Con seis años y la batuta que le regaló su abuelo, Gustavo Dudamel (Barquisimeto, 1981) «ya dirigía en casa a mi Filarmónica de Viena de juguete». Tres décadas después, consagrado como uno de los grandes directores del mundo, el joven talento venezolano dirigirá a los maestros de carne y hueso de la mejor orquesta del mundo en el Teatro Real de Madrid. Será el sábado día 13 con un programa en que alternará a Berlioz con Mahler. Confía en que su país salga de su profunda crisis con «democracia» y dice que «la música es un derecho humano».

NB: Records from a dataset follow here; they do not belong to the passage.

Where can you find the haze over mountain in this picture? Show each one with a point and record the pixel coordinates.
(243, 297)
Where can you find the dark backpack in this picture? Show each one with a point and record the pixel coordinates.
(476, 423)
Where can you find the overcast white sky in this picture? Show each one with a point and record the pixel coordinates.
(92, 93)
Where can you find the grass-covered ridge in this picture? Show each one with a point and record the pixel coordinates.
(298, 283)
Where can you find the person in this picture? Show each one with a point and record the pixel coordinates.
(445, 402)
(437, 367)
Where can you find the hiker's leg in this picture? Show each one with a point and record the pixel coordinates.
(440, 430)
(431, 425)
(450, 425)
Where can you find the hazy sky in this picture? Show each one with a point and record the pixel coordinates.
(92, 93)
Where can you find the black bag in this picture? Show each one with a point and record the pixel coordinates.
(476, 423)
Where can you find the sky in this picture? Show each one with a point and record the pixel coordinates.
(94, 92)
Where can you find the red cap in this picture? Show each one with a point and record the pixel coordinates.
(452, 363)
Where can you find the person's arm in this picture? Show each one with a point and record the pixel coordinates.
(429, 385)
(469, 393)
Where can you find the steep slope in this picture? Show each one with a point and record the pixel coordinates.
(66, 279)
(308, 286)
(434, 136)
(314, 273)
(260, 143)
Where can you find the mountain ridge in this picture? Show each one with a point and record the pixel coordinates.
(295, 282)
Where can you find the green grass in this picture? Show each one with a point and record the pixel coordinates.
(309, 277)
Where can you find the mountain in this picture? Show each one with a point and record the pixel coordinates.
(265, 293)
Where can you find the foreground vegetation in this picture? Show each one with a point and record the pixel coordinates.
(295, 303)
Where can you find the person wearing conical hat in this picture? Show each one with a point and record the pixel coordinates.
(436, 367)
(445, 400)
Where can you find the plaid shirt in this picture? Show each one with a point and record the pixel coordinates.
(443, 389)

En su debut en el Real está dispuesto a adecuarse «a sus misterios acústicos» y a disfrutarlo «como un niño que abre una chocolatina». «Dirijo con idéntica pasión a la orquesta infantil de Barquisimeto que a la Filarmónica de Viena», asegura un Dudamel risueño, resuelto y muy cercano. Desde que la dirigiera por primera vez en 2005 se ha puesto al frente de la formación vienesa «casi ochenta veces», la más notable para el Concierto de Año Nuevo de 2017.

Elogiado como el Bernstein de nuestro tiempo, para Dudamel «la música, el arte y la belleza son derechos humanos». «La libertad que hay que dar a un pueblo es la cultura», dice citando a Unamuno.